2. Talking about how we “survived” the experience/s

3. Talking about how it changed the major domains of our life

4. Talking about how it changed us as a person

5. While the above have value in and of themselves, they inevitably “prescribe” additional “interventions” (as we call them in mental health) that would be helpful

A bit more about what we’re grieving though. I want to emphasize that whether sad, afraid, ashamed, hurt, and/or mad, reducing the frequency and/or intensity of these things, all is still grieving. The process is also agnostic in terms of cause, as far as the fundamental steps are concerned.
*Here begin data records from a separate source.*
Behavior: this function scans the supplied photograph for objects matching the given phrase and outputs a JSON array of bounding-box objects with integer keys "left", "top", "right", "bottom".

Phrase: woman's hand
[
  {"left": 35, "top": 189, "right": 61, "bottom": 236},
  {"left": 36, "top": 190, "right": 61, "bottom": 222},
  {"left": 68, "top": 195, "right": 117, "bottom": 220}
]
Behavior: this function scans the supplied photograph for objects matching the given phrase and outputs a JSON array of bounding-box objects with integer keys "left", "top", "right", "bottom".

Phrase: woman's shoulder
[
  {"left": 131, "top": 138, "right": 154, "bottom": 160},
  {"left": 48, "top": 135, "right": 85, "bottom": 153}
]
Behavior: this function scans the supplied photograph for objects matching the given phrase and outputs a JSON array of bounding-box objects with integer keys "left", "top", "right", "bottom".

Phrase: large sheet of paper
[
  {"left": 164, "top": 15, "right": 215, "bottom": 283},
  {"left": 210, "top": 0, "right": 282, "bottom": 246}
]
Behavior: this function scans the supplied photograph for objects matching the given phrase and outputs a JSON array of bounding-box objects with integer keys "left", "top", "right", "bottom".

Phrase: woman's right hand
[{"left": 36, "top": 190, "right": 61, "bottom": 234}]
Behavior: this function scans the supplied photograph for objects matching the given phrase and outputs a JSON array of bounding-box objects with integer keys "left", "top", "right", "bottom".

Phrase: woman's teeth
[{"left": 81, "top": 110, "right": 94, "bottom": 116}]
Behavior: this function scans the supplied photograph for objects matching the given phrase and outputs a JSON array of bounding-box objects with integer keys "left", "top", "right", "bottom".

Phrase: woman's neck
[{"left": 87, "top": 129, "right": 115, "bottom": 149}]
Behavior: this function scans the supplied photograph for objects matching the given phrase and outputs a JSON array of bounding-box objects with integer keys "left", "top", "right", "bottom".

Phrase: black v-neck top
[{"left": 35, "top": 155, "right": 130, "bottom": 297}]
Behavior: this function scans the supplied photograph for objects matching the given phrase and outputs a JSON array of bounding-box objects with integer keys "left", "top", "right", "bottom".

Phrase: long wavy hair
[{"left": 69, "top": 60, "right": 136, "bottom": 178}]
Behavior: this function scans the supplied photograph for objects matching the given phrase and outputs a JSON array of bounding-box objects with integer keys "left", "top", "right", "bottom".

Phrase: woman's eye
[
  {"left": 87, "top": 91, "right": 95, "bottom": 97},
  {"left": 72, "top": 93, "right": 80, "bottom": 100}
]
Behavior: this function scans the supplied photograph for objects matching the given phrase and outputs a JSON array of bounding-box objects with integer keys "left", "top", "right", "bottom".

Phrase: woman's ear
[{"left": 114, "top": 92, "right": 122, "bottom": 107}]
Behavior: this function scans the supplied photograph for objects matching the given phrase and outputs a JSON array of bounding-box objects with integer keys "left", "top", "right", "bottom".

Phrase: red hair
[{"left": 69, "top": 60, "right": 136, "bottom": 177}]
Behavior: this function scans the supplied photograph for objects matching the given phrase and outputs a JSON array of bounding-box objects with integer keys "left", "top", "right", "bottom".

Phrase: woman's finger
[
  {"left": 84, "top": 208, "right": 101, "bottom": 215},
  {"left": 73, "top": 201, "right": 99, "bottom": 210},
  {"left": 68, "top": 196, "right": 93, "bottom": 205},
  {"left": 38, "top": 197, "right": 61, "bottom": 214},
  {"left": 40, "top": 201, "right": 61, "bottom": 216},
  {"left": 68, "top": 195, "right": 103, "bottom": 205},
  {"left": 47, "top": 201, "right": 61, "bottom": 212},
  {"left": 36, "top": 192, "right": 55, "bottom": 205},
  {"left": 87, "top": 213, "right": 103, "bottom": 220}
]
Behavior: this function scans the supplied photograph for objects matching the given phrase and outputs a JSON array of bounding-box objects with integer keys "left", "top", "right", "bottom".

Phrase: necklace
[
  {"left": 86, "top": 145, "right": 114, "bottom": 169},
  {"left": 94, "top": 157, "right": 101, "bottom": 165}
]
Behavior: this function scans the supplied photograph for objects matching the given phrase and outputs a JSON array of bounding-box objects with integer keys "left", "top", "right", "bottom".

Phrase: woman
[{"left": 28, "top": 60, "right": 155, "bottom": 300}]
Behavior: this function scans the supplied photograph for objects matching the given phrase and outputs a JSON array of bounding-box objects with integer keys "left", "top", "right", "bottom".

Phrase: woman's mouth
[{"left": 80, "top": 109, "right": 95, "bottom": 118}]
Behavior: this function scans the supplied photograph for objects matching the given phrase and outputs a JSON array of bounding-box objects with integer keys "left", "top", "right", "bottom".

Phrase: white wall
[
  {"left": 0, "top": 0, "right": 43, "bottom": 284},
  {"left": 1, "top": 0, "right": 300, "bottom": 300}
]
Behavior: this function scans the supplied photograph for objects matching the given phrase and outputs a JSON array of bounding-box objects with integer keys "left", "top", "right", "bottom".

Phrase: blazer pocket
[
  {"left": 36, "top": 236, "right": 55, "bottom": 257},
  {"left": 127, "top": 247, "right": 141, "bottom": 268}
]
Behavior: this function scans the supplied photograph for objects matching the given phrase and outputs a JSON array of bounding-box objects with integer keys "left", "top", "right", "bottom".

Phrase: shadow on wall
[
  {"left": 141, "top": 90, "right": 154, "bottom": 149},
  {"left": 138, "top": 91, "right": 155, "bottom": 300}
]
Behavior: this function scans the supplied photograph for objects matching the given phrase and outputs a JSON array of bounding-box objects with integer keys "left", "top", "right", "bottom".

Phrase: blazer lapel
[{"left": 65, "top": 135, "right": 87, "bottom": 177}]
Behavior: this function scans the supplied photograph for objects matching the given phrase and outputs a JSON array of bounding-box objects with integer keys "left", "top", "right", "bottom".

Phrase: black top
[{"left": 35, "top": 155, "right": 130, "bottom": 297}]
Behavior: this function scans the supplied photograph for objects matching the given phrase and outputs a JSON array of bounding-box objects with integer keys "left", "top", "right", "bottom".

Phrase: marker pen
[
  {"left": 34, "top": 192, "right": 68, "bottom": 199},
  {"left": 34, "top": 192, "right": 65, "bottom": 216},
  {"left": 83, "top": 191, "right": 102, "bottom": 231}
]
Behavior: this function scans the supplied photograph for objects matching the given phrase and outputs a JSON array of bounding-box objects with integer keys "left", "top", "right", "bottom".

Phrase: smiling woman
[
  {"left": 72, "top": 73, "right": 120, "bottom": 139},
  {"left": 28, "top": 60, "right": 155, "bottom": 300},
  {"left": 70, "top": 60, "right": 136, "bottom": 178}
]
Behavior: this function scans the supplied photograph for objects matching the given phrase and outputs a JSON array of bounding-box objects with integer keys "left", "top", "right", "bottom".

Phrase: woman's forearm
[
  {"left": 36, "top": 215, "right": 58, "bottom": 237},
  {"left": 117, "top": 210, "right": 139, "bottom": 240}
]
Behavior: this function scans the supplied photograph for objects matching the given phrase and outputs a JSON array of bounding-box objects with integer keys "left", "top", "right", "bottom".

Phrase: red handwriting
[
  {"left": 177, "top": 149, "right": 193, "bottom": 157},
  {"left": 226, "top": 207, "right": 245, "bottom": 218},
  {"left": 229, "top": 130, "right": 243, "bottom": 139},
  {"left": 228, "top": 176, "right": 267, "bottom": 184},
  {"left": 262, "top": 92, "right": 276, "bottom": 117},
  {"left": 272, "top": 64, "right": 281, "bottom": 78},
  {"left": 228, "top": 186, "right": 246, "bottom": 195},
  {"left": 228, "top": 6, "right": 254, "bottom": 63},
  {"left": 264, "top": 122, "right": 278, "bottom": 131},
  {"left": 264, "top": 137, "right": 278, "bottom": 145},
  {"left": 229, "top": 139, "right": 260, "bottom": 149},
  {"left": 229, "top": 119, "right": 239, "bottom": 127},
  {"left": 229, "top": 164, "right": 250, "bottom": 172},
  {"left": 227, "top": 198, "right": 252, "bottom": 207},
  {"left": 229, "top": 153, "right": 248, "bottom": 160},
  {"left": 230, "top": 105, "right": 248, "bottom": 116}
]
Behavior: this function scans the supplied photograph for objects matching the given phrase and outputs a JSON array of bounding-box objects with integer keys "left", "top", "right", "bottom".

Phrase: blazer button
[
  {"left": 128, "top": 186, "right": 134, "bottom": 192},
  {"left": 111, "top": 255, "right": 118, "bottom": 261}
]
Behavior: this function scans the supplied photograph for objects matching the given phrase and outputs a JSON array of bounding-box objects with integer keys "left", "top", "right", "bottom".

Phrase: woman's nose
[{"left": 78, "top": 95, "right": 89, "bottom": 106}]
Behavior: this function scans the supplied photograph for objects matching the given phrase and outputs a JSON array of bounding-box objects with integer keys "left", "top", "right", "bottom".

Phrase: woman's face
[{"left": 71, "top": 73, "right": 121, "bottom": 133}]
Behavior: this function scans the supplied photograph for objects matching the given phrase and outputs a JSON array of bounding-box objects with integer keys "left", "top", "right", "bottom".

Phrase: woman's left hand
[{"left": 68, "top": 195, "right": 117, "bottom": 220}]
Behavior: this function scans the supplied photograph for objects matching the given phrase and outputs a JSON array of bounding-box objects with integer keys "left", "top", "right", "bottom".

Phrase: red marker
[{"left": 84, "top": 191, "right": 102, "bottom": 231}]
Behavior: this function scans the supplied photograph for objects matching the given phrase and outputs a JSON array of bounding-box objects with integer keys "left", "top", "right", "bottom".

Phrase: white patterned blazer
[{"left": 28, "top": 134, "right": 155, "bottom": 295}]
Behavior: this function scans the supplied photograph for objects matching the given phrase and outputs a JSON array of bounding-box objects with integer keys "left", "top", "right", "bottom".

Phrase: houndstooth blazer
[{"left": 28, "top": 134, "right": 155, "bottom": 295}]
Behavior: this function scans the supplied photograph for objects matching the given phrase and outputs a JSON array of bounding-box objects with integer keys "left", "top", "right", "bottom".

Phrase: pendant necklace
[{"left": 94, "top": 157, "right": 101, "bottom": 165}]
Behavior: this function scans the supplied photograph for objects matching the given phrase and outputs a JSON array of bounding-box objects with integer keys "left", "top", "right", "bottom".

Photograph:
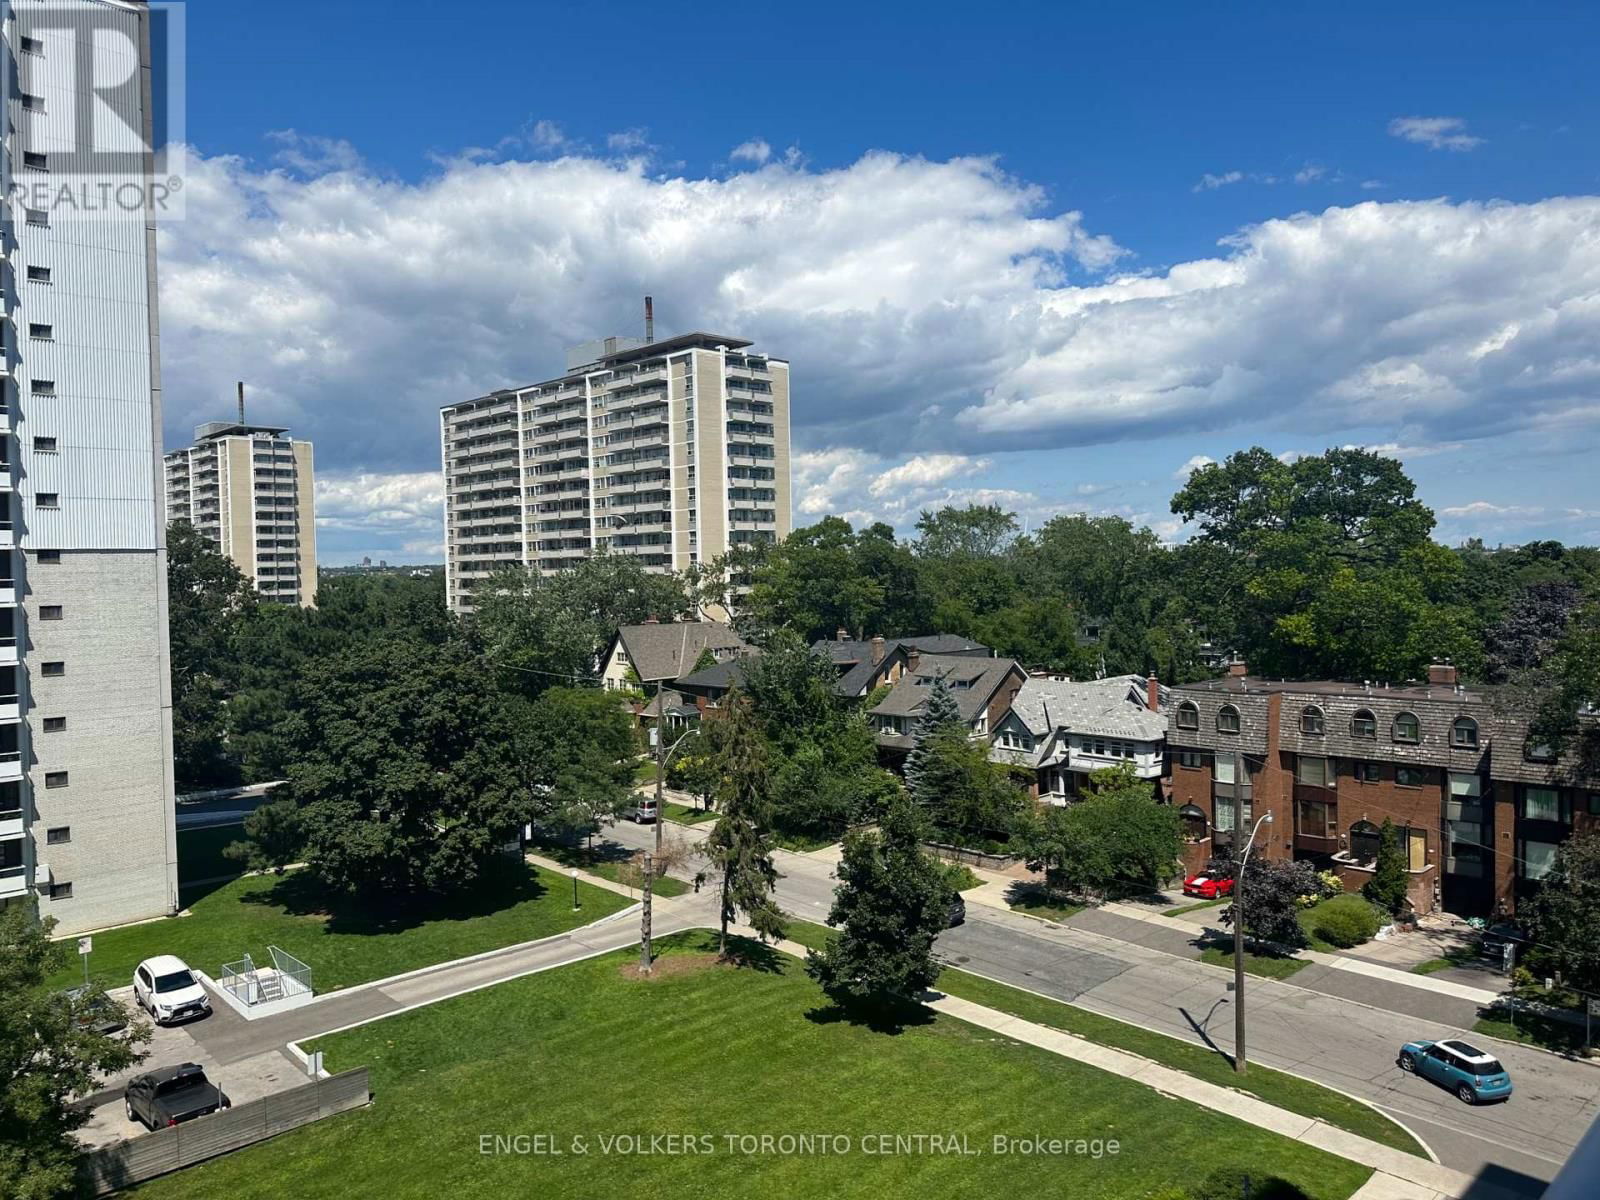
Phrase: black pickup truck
[{"left": 124, "top": 1063, "right": 230, "bottom": 1130}]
What I mean is, it doesn’t matter if we are grieving someone calling us a name or someone physically assaulting us or anything else - the steps are all required for the best outcome. The “size”/intensity of the thing being grieved also doesn’t matter, the steps are still required.

It is easy to oversimplify those steps. The depth of these discussions (telling the story), the investment in engaging oneself with those experiences/how “present” we are in sharing them, who we share them with, under what conditions . . . all of these are part and parcel of the effectiveness of doing so.